The Legislative Analyst, Gabriel Petek, recently stated, “A preliminary analysis conducted by our office indicates a very high likelihood that tax revenues from capital gains income will be several billion dollars lower than what the Governor’s budget assumed.” 

With businesses and retail shops closed, corporate taxes and sales taxes will also suffer. 

Property taxes are another story. The Proposition 13 property tax system requires properties to be assessed when they are purchased and the tax can rise no more than 2% a year, depending on inflation. Under this acquisition property tax system, when property values increase over time, property owners are paying a controlled property tax that doesn’t rise as fast as the value of property.

When an economic downturn hits, assessors are required to reassess property downward for tax purposes. Under Proposition 13, because many properties are paying taxes on assessed values below even the recession-reduced market values, taxes on these properties do not have to be lowered. 

This situation has allowed property tax-reliant local governments to weather severe economic storms. During the recession of the early 1990s, one Los Angeles County official was quoted in the Los Angeles Daily News, “Thank goodness for Proposition 13,” because the system prevented a big drop in property taxes while other tax collections fell all around. The same thing was repeated in the difficult budget days of 2002 after the dot com bust.  A December 10, 2002 Los Angeles Times article said that while tax revenue on income, capital gains, sales and other revenue sources were down, property taxes was an increasing revenue source for government.  As California officials wrestled with a budget deficit of more than $21 billion, taxes on real estate, according to then Ventura County Assessor Dan Goodwin, are “keeping it from being a disaster.” 

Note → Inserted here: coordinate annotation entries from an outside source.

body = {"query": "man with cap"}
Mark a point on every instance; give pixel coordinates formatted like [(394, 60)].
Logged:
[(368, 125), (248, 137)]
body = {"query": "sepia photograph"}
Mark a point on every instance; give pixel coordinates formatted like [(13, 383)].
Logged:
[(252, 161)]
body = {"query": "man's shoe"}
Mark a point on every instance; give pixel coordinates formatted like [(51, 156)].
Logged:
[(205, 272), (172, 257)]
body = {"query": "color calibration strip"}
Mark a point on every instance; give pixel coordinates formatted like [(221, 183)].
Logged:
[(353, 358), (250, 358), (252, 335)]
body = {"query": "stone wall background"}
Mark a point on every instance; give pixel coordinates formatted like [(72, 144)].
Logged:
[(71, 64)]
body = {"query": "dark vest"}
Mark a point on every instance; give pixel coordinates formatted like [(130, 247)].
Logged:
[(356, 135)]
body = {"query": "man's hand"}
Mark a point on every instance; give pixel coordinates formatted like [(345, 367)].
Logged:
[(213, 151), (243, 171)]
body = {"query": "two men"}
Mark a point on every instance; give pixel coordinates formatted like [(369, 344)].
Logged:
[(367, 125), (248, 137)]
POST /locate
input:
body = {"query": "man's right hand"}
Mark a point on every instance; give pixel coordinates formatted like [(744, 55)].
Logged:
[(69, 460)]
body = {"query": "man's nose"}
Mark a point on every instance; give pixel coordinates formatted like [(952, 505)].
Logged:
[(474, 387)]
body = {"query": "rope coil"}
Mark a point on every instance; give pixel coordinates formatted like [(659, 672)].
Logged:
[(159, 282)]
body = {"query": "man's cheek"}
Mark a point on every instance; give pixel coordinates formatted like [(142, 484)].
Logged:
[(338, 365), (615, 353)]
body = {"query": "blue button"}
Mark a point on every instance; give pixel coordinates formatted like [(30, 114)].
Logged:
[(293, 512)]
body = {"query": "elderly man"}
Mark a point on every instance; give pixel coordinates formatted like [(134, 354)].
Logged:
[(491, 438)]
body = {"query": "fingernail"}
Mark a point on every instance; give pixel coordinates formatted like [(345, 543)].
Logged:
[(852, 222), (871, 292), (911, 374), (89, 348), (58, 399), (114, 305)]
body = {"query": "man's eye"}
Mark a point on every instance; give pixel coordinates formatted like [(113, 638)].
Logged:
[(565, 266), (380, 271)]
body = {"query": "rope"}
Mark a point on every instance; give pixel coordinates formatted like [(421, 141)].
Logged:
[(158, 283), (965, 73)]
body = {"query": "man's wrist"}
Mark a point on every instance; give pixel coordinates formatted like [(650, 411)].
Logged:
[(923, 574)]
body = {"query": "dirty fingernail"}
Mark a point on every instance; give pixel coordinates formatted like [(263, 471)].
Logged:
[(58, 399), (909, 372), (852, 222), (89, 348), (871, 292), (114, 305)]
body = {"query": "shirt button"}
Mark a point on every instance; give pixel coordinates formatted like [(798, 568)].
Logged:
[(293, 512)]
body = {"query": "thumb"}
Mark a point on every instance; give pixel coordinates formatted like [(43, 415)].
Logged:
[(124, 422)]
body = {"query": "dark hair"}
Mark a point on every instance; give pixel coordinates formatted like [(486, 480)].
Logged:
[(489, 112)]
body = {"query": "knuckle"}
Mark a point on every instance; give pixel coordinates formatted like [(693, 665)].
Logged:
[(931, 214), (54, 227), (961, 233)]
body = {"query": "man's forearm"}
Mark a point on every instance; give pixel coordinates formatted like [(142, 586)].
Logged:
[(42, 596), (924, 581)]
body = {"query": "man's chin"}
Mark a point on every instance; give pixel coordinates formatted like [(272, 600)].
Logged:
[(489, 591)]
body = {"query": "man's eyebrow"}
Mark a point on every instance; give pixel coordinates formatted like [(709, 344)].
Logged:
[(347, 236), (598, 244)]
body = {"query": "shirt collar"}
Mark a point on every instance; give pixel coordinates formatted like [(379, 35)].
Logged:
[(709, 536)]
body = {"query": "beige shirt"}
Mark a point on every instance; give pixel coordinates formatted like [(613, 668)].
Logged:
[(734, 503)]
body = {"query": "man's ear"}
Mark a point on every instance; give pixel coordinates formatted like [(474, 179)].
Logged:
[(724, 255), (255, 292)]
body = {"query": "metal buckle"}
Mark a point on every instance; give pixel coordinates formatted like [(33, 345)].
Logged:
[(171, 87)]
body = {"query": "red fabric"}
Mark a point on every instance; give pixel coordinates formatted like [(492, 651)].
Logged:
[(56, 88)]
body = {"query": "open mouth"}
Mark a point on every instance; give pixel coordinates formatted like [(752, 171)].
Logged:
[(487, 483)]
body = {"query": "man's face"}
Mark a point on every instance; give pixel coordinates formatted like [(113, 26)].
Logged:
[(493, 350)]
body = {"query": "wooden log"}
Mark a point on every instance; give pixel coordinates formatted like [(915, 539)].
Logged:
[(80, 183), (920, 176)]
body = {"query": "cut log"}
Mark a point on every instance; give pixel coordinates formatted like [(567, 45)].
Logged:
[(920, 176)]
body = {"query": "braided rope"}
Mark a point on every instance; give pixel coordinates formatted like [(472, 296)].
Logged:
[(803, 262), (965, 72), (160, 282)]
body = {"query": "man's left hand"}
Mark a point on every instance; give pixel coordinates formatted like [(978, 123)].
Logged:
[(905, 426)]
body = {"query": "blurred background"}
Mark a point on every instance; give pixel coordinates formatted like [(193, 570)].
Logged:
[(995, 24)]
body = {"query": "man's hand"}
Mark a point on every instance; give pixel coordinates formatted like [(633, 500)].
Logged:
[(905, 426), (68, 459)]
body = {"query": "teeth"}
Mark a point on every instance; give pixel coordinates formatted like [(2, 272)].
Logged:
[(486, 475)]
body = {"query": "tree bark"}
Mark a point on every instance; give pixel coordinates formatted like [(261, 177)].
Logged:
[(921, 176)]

Property tax collection has dropped overall only twice in the 41 years that Proposition 13 has been the law. In fact, during that time, property taxes have been the most stable tax in California increasing about 7% a year, faster than inflation and population growth. 

However, a stable property tax would be put in jeopardy if the initiative to raise property taxes on commercial property passes in November. 

The proposal is to raise property tax assessments at least once every three years on certain properties to full market value. So when an economic downturn occurs, like the one that is occurring now, all those properties would have to be re-assessed to a new, lower value thus reducing tax collections for local governments and schools. 

The California tax most reliable for government will become as volatile as other state and local taxes if the property tax increase initiative passes.


(Disclosure, the author is a paid consultant by Californians to Save Prop 13 and Stop Higher Property Taxes, sponsored by California homeowners, taxpayers, and businesses.)